I think performance testing is a very overloaded term. It can mean a lot of different things ranging from how fast responses come back, to how well things scale with increasing usage, to many other stress or speed related tests.
The way I approach performance testing in an API is similar to the way I approach all my testing, which is to say holistically. There are many great tools that can help with performance testing an API, but you really don’t need to go there right away.
Just the other day, I was testing an API that allowed you set a display of items as selected or not. The API calls were not the fastest, but they really weren’t that slow. That is they weren’t that slow until you looked at how long it took for the user to be able to interact with the list. You see, each item on the list made it’s own API call, and so if you had say, 100 items on the list, you would have to wait for 100 API calls to resolve before you could interact with the last item. This caused a performance issue. Not so much because the API calls were too slow, but because the way the API was being used by the client did not give the necessary responsiveness.

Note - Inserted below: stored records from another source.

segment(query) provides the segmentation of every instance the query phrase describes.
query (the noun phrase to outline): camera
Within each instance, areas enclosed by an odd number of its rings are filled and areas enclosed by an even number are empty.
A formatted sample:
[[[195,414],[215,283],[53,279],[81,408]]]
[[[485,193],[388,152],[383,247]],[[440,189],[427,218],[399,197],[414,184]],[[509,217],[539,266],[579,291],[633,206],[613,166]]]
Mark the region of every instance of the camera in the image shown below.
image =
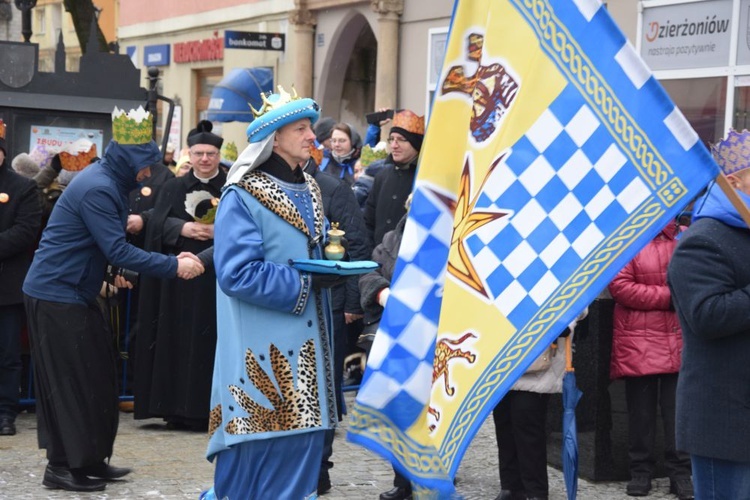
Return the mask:
[[[365,119],[370,125],[380,125],[380,122],[387,118],[393,118],[393,110],[386,109],[385,111],[376,111],[374,113],[367,113]]]
[[[107,271],[104,273],[104,281],[110,285],[115,284],[115,276],[122,276],[125,280],[131,282],[133,285],[138,284],[138,273],[131,271],[130,269],[124,269],[122,267],[113,266],[107,264]]]

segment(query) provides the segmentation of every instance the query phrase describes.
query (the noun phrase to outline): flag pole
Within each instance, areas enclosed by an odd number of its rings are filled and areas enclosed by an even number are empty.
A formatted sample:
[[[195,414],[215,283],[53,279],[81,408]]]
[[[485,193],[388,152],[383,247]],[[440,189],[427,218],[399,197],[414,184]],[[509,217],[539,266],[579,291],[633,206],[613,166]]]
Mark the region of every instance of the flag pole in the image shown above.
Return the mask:
[[[724,191],[724,194],[727,195],[729,201],[732,202],[732,206],[734,206],[734,208],[740,213],[740,216],[742,217],[742,220],[745,221],[745,224],[747,224],[747,227],[750,227],[750,209],[747,208],[747,205],[742,201],[742,198],[737,195],[737,191],[735,191],[732,185],[729,184],[729,180],[723,172],[716,176],[716,184],[718,184],[721,190]]]

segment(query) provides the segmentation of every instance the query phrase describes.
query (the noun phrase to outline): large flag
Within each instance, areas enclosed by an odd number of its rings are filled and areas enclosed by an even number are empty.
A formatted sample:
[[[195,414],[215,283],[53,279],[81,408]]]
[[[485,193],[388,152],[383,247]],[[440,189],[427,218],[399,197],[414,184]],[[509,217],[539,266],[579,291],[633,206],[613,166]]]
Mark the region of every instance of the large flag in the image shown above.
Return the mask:
[[[718,168],[598,0],[458,0],[432,111],[349,438],[448,492],[502,396]]]

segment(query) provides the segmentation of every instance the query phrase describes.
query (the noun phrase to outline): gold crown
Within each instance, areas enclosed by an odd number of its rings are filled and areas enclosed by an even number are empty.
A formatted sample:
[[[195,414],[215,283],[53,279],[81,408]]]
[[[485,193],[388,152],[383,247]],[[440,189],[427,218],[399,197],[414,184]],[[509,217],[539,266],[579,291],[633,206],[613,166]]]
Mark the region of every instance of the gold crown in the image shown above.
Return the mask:
[[[5,122],[0,118],[0,139],[5,139]]]
[[[252,104],[250,105],[250,111],[253,112],[253,117],[258,118],[259,116],[265,115],[269,111],[273,111],[274,109],[285,106],[292,101],[298,101],[301,99],[301,97],[297,95],[297,90],[294,88],[294,85],[292,85],[293,94],[290,94],[289,92],[284,90],[284,87],[282,87],[281,85],[278,86],[278,89],[278,94],[272,94],[271,92],[263,92],[262,94],[260,94],[260,98],[263,101],[263,106],[260,108],[260,110],[255,109]],[[274,99],[273,102],[271,102],[269,98],[273,96],[278,97]]]
[[[125,111],[115,106],[112,111],[112,139],[119,144],[147,144],[151,142],[153,117],[138,106],[138,109]]]
[[[412,134],[424,135],[424,116],[417,116],[408,109],[404,109],[393,116],[391,127],[402,128]]]
[[[221,147],[221,157],[229,161],[237,161],[237,144],[227,141]]]

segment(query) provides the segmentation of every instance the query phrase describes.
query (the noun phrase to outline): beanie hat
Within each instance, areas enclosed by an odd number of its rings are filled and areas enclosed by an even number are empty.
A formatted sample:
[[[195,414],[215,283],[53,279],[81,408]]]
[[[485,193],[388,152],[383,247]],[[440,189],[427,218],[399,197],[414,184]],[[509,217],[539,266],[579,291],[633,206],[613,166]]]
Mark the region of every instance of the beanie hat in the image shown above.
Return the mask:
[[[417,116],[408,109],[399,111],[393,116],[391,132],[403,135],[404,139],[419,151],[424,139],[424,116]]]
[[[221,145],[224,139],[211,131],[214,128],[214,124],[208,120],[201,120],[198,125],[188,132],[187,143],[188,146],[195,146],[196,144],[209,144],[215,146],[216,149],[221,149]]]
[[[16,157],[13,158],[11,167],[24,177],[31,178],[39,173],[39,164],[37,164],[37,162],[35,162],[27,153],[16,155]]]
[[[322,143],[326,139],[331,138],[331,133],[333,132],[334,125],[336,125],[336,120],[334,120],[330,116],[324,116],[318,121],[318,123],[315,124],[313,130],[315,131],[315,138],[319,143]]]
[[[5,156],[8,156],[8,145],[5,142],[5,137],[0,137],[0,149],[3,150]]]

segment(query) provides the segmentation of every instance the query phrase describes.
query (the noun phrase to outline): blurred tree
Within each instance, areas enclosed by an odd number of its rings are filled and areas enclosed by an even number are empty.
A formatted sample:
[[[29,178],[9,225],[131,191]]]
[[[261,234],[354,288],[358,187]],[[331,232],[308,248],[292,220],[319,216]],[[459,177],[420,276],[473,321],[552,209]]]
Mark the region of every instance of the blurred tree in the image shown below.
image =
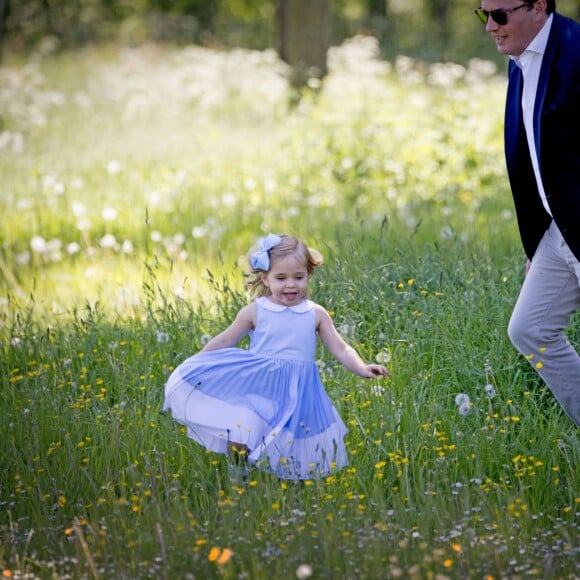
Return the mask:
[[[369,16],[387,18],[389,13],[389,0],[368,0]]]
[[[263,50],[278,44],[296,82],[326,73],[326,51],[356,34],[379,38],[383,54],[428,61],[502,62],[473,15],[480,0],[0,0],[2,46],[27,50],[120,40],[222,44]],[[558,0],[580,20],[580,0]],[[278,18],[275,16],[278,11]],[[276,30],[278,25],[278,30]],[[332,33],[332,34],[331,34]],[[8,44],[7,44],[8,43]],[[5,55],[8,48],[5,49]]]
[[[10,0],[0,0],[0,63],[4,56],[4,39],[6,38],[6,19],[10,10]]]
[[[292,67],[292,85],[300,88],[326,73],[331,41],[330,0],[280,0],[280,57]]]
[[[433,23],[431,29],[435,32],[439,46],[445,51],[449,43],[451,2],[431,0],[426,2],[426,9],[429,20]]]

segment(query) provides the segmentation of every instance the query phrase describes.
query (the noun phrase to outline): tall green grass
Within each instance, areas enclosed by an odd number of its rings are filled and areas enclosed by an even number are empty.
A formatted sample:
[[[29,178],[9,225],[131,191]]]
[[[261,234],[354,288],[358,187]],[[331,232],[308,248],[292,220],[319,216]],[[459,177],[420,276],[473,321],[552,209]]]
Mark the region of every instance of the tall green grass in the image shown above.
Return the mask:
[[[0,72],[5,577],[575,577],[577,432],[505,331],[504,79],[373,51],[334,51],[294,107],[269,53]],[[391,377],[321,348],[350,466],[240,485],[160,409],[267,231],[323,253],[313,298]]]

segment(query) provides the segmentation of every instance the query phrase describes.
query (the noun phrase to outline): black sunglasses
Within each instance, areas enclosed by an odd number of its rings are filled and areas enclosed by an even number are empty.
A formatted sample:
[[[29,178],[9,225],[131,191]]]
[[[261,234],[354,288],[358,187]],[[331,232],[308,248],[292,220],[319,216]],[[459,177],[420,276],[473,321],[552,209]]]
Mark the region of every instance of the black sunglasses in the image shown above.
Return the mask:
[[[508,14],[511,14],[512,12],[515,12],[516,10],[523,8],[524,6],[529,6],[529,4],[526,2],[524,4],[520,4],[519,6],[516,6],[515,8],[509,8],[507,10],[501,10],[501,9],[483,10],[481,8],[477,8],[476,10],[474,10],[474,12],[475,12],[475,14],[477,14],[477,17],[484,24],[487,24],[487,21],[489,20],[489,17],[491,16],[491,18],[493,19],[493,21],[496,24],[503,26],[504,24],[507,24]]]

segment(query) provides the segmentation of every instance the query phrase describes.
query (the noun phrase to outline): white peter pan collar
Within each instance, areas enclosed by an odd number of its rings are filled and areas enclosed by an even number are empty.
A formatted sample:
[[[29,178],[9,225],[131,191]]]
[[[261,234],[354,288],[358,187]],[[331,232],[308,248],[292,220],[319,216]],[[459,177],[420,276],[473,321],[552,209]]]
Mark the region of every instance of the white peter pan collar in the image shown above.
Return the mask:
[[[262,296],[261,298],[258,298],[256,302],[259,302],[261,306],[270,312],[292,310],[292,312],[303,314],[304,312],[309,312],[314,308],[314,302],[312,302],[312,300],[303,300],[300,302],[300,304],[296,304],[296,306],[284,306],[283,304],[276,304],[275,302],[272,302],[267,296]]]

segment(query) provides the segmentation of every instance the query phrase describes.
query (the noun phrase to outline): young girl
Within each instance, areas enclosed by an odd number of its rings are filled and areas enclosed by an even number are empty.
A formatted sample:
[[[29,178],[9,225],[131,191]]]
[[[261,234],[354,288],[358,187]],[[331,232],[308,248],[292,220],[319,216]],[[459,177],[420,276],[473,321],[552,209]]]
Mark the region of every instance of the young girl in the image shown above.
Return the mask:
[[[322,264],[316,250],[269,234],[250,250],[248,287],[257,299],[226,330],[179,365],[164,410],[188,436],[218,453],[242,454],[285,479],[311,479],[347,465],[346,427],[322,386],[316,335],[349,371],[388,375],[366,364],[337,333],[328,312],[307,299]],[[235,348],[250,335],[249,350]]]

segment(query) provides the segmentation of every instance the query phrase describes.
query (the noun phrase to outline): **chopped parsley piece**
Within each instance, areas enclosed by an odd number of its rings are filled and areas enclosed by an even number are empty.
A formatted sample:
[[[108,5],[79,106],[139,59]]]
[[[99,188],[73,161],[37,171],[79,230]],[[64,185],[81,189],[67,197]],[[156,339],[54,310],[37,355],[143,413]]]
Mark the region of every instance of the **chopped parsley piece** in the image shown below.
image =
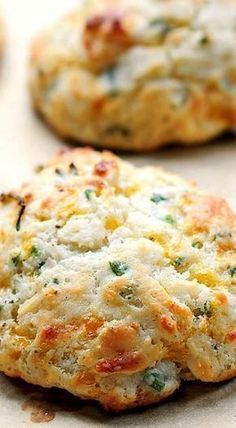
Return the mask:
[[[53,278],[53,284],[59,284],[59,283],[60,283],[60,281],[58,278]]]
[[[171,214],[167,214],[165,216],[165,221],[166,223],[169,223],[169,224],[175,224],[175,219]]]
[[[91,195],[93,192],[94,192],[94,190],[92,190],[92,189],[86,189],[84,191],[85,197],[88,201],[91,201]]]
[[[39,255],[40,255],[39,249],[36,247],[36,245],[33,245],[30,250],[30,256],[38,257]]]
[[[12,257],[12,263],[15,267],[18,267],[21,264],[21,253],[17,254],[15,257]]]
[[[159,204],[159,202],[162,202],[162,201],[167,201],[168,199],[167,198],[165,198],[164,196],[162,196],[162,195],[159,195],[158,193],[153,193],[153,195],[152,195],[152,197],[151,197],[151,199],[150,199],[152,202],[154,202],[154,204]]]
[[[128,265],[125,262],[119,262],[119,261],[109,262],[109,265],[110,265],[112,272],[116,276],[124,275],[127,272],[127,270],[129,269]]]
[[[0,312],[3,310],[4,306],[0,305]]]
[[[165,388],[164,375],[159,373],[155,368],[146,370],[143,380],[148,386],[158,392],[161,392]]]
[[[203,243],[201,241],[198,241],[197,239],[195,239],[195,241],[193,241],[193,243],[192,243],[192,247],[200,250],[203,247]]]
[[[233,267],[229,270],[229,274],[231,278],[234,278],[236,276],[236,267]]]
[[[177,267],[182,266],[184,261],[185,261],[184,257],[177,257],[177,259],[174,260],[174,265]]]

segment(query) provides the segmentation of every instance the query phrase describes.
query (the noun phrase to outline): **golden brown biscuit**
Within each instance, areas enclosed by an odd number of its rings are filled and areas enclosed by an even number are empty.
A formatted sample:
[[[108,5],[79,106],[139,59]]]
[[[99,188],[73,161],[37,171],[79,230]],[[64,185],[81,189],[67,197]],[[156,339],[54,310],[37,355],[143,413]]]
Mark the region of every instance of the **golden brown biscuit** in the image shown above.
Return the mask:
[[[236,221],[160,168],[77,149],[1,195],[0,370],[121,411],[236,374]]]
[[[33,104],[60,135],[150,150],[236,125],[235,0],[86,1],[35,41]]]

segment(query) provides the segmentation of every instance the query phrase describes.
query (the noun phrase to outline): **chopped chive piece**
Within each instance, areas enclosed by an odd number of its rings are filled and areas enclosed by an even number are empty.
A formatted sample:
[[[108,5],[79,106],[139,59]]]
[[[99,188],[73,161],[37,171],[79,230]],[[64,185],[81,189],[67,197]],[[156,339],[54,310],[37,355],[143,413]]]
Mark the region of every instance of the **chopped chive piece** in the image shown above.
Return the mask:
[[[200,39],[200,44],[201,44],[202,46],[206,46],[206,45],[208,45],[208,43],[210,43],[210,39],[209,39],[209,37],[207,37],[207,36],[203,36],[203,37]]]
[[[119,95],[120,90],[117,87],[117,83],[116,83],[116,69],[115,69],[115,67],[107,68],[105,70],[105,72],[103,73],[103,76],[105,77],[106,82],[109,85],[109,88],[107,91],[108,95],[110,97],[116,97],[117,95]]]
[[[12,257],[12,263],[15,267],[18,267],[21,264],[21,254],[17,254],[15,257]]]
[[[179,267],[181,266],[185,261],[184,257],[177,257],[177,259],[174,260],[174,265]]]
[[[216,240],[216,239],[223,239],[223,238],[232,238],[232,233],[230,233],[230,232],[219,232],[219,233],[216,233],[215,235],[214,235],[214,240]]]
[[[44,170],[44,165],[36,165],[34,171],[36,172],[36,174],[40,174],[40,172],[42,172]]]
[[[109,265],[110,265],[112,272],[116,276],[124,275],[127,272],[127,270],[129,269],[128,265],[125,262],[119,262],[119,261],[109,262]]]
[[[63,176],[63,172],[59,168],[55,169],[55,174],[60,175],[61,177]]]
[[[70,172],[74,175],[78,175],[78,169],[75,166],[74,162],[71,162],[71,164],[69,165],[70,168]]]
[[[196,239],[195,241],[193,241],[192,247],[193,248],[197,248],[198,250],[200,250],[203,247],[203,243],[201,241],[198,241]]]
[[[151,28],[155,28],[158,36],[166,36],[171,30],[171,25],[164,19],[154,18],[149,22]]]
[[[40,270],[44,265],[46,264],[46,260],[42,260],[39,264],[38,264],[38,270]]]
[[[165,388],[165,378],[163,374],[159,373],[155,368],[147,370],[143,380],[148,386],[158,392],[161,392]]]
[[[165,221],[166,223],[169,223],[169,224],[175,224],[175,219],[171,214],[167,214],[165,216]]]
[[[203,317],[204,315],[206,315],[208,318],[210,318],[213,314],[213,307],[212,307],[211,301],[206,300],[203,308],[195,308],[193,313],[196,317],[199,317],[199,316]]]
[[[93,192],[94,192],[94,190],[92,190],[92,189],[86,189],[84,191],[85,197],[88,201],[91,201],[91,195]]]
[[[16,221],[16,231],[17,232],[20,231],[21,219],[22,219],[22,216],[23,216],[23,214],[25,212],[25,208],[26,208],[25,203],[24,203],[23,200],[19,200],[18,203],[19,203],[19,206],[20,206],[20,210],[19,210],[17,221]]]
[[[31,247],[31,250],[30,250],[30,256],[31,257],[38,257],[39,254],[40,254],[39,249],[36,247],[36,245],[33,245]]]
[[[231,278],[234,278],[236,276],[236,267],[233,267],[229,270],[229,274]]]
[[[211,304],[210,300],[207,300],[204,303],[204,314],[207,315],[208,317],[211,317],[212,316],[212,312],[213,312],[213,310],[212,310],[212,304]]]
[[[59,284],[59,279],[58,278],[53,278],[53,284]]]
[[[0,312],[3,310],[4,306],[0,305]]]
[[[162,195],[159,195],[158,193],[153,193],[153,195],[152,195],[152,197],[151,197],[151,199],[150,199],[152,202],[154,202],[154,204],[159,204],[159,202],[162,202],[162,201],[167,201],[168,199],[167,198],[165,198],[164,196],[162,196]]]

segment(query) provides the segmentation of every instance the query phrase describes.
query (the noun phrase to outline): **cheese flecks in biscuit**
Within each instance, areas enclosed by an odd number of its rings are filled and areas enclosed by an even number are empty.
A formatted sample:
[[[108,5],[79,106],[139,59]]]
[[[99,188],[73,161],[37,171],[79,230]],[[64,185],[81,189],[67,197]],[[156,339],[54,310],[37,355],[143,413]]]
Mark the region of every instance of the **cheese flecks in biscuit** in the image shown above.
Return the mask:
[[[107,409],[236,374],[236,219],[161,168],[77,149],[0,200],[0,370]]]
[[[236,125],[235,22],[235,0],[86,1],[33,44],[33,104],[97,146],[209,140]]]

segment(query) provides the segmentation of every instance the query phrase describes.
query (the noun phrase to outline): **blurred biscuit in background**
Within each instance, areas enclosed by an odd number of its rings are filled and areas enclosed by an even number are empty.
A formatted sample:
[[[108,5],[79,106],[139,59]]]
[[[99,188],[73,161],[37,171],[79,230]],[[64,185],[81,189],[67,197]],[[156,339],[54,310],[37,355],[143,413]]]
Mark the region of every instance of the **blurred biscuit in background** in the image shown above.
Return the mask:
[[[236,124],[235,22],[235,0],[84,2],[33,44],[33,105],[95,146],[205,142]]]

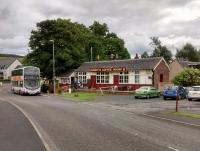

The point being that you can’t just find performance issues, by checking how fast API responses come back or by looking at how many calls per second you can send to the API. Those may be important things to check, but there is a holistic approach that needs to come into play with performance testing as well. How is the API used and can it support a valuable end user experience? To me this is the crucial question we need to start with and then we can use tools to help us along the way. We can create automated performance tests and use stress and load testing tools to help us keep things where they need to be in terms of the ongoing performance of different aspects of the system. We can also use tools like these to help us figure out and understand where issues are coming from, but we need to always keep in mind the end goal. The user doesn’t care about how many milliseconds it takes for your API call to return. They care about how quickly they can do what they want to do. Make sure your API performance testing is in support of that!